I began to think about my own change and growth over a 38 year career. How did I follow my passion? To paraphrase Fulghum, All I really need to know I didn’t learn in school. I learned it from colleagues, mentors, and friends. I had a personal learning network long before I ever heard the term, but of course I’ve been involved in many types of professional development.

Judi Harris wrote a  four-article series (all available online here) published in ISTE‘s Learning & Leading with Technology f(February – June/July, 2008.) She writes

Educational technology-related professional development (ETPD) can take many forms.

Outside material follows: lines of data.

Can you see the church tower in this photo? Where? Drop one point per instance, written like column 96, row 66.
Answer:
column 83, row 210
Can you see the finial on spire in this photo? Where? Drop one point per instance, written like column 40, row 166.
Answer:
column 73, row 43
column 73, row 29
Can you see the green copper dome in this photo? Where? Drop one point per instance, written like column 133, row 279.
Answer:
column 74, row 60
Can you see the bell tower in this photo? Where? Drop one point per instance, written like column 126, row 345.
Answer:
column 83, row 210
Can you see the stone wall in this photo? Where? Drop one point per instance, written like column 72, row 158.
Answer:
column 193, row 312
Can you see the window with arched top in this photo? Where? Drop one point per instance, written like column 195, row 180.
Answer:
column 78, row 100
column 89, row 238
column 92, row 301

It varies by:

  • general purposes and goals;
  • the specific learning objectives that ETPD sessions and programs address;
  • the curriculum content areas to which they are related;
  • the student grade levels for which the strategies and tools presented are appropriate;
  • the instructional approaches recommended;
  • the professional development models used to structure the ETPD sessions;
  • and the ways in which the professional development is evaluated and/or teacher learning is assessed.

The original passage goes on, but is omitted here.